А теперь и не заступится никто. Разве…
Голодный, злой рёв раскидал толпу. Вмиг и не заметила, как стало просторно и пусто вокруг. Ревел зверь. Дикий, страшный зверь. Будто дракон. То есть, нет. Машина со звезд, стальная, рычащая, вся, от шипастых колес до штырей на крыше — в крови. Черной, драконьей крови. И крестовый внутри — непривычно-бледный, взъерошенный парень за рычагами. Синяк во весь лоб. Побился, должно быть, когда таранил дракона.
А Эрвин, вздрогнул и оцепенел. Как во сне, липком, тягучем сне. Дурной вечности за миг до пробуждения. Сбитая с ног девчонка вскочила, поднялась и — в один неуловимый взгляду прыжок — встала на пути БТР-а. Встала, протянула руку, крикнула что-то неуловимое на щебечуще-звонком языке. Эрвин, не мигая, смотрел на остроскулое, тонкое лицо, развевающиеся волосы и горящие, внимательные глаза. Смотрел и понимал, что развернуть машину уже не успеет. Ничего не успеет. Совсем. Замер, смотрел, как дурак, глядя, как шевелятся губы на тонком лице.

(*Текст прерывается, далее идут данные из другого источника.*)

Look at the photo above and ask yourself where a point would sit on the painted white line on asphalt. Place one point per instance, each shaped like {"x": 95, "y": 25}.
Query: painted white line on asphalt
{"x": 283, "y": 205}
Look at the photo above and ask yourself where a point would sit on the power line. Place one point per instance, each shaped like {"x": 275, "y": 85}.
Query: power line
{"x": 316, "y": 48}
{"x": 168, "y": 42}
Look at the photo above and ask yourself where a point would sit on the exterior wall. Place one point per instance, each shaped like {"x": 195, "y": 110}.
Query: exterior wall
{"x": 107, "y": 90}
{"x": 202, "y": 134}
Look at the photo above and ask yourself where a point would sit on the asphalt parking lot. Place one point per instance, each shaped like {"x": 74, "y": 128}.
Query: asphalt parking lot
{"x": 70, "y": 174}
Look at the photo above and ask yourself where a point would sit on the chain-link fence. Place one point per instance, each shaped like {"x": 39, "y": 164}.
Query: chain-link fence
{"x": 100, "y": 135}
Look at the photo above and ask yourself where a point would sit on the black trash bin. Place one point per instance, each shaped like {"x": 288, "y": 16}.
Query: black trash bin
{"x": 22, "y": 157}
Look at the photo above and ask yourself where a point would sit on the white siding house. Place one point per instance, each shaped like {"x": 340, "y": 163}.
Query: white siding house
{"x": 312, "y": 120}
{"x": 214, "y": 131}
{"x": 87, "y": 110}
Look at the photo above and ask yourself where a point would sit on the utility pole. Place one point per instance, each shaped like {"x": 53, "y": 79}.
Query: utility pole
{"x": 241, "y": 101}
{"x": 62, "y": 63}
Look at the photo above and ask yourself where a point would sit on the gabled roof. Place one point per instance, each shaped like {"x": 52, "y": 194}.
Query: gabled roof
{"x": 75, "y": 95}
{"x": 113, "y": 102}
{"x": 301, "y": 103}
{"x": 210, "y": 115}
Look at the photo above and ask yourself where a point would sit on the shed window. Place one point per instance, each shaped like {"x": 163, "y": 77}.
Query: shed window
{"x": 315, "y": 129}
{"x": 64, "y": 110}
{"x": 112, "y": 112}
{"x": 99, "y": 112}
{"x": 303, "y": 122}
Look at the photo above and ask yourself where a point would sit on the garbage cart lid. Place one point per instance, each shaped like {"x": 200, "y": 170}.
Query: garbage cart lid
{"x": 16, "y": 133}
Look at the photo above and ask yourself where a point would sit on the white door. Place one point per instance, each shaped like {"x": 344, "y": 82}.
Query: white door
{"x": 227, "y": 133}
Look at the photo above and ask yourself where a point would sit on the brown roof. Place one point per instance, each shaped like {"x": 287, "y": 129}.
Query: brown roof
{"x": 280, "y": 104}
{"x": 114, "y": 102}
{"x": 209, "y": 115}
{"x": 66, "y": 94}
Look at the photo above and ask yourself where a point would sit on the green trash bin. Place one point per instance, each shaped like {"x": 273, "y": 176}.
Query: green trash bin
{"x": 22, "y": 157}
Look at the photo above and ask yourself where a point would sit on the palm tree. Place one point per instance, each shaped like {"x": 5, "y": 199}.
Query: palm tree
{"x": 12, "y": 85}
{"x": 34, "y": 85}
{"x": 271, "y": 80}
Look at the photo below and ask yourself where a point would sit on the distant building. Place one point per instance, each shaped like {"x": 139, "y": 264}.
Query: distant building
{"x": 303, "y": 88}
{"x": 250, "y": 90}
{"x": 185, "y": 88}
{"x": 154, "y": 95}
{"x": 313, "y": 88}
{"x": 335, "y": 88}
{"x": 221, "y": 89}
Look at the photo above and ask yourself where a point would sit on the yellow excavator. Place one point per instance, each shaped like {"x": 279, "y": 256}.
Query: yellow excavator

Над тупым капотом — нож волнореза, кривой, обоюдоострый тесак. Качался, деля надвое тонкую фигурку. Истошно взвыли тормоза. Ноги Эрвина сообразили раньше головы, с маху вогнав в пол педаль. Машина вздрогнула, взревела и замерла, качнувшись взад-вперед на рессорах. Капот задрожал, коснувшись протянутой руки на мгновение. На одно.
Девчонка обернулась, подняв руку — изящная ладонь черна от масла и драконьей крови — и крикнула что-то. Тонким, певучим голоском, колокольным звоном. Вождь крякнул и отступил на шаг.
— Что происходит? — за спиной лязгнули сапоги. ДаКоста нашёлся, лез через борт, шатаясь.
— Откуда мне знать? — сердито рявкнул Эрвин, вслушиваясь в щебет и рев чужих голосов, — садись и переводи давай.
— Сейчас, — протянул матрос. Еще раз лязгнули сапоги. Заскрипел развернувшись на турели, пулемет. Эрвин скосил глаза и понял, что ДаКоста пьян. В стельку. То есть в дюзу, по флотской традиции.